Listed Building – Grade I
- Designated: 1 August 1986
- Reference no.: 1022101

= Hungerford Almshouses =

The Hungerford Almshouses in Corsham, Wiltshire, England, were built in 1668 for Lady Margaret Hungerford of Corsham Court. It has been designated as a Grade I listed building.

The almshouses were founded to provide homes for six (later eight) poor people and education for ten children, on a site on the eastern edge of the town, near the south entrance to Corsham Court. The L-shaped building has six houses for single women along its north-east side, each with a gable and mullioned windows; at the centre is a Baroque carving of the Hungerford arms described as "flamboyant" by Orbach. The west side has the warden's house and a combined schoolroom and chapel, and a full-height porch which is also elaborately embellished.

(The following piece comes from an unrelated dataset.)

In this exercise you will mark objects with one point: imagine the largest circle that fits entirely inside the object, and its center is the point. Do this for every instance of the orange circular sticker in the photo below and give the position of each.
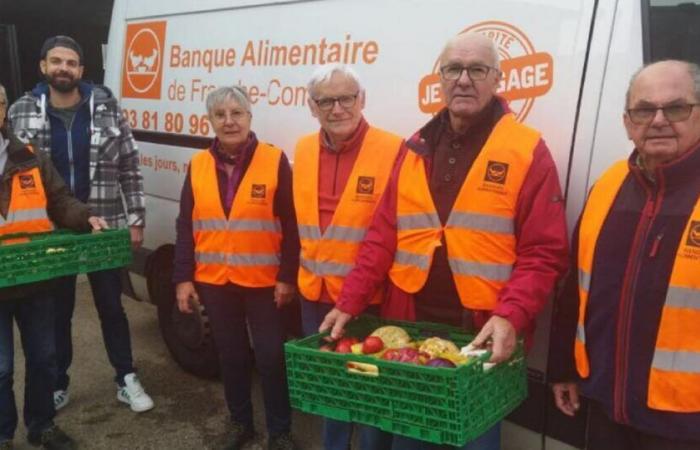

Margaret Hungerford was the daughter of William Holliday, a wealthy London merchant and alderman, and the widow of Sir Edward Hungerford.

In 1802, Edward Hasted was given the Mastership of The Hungerford Almshouses by his friend William Bouverie, who had become Earl of Radnor in 1765. Hasted remained Master of the Almshouse from 1807 until his death in 1812.

The site, also known as Lady Margaret Hungerford Almshouses & Schoolroom and Corsham Almshouses & 17th Century Schoolroom, is operated as a visitor attraction.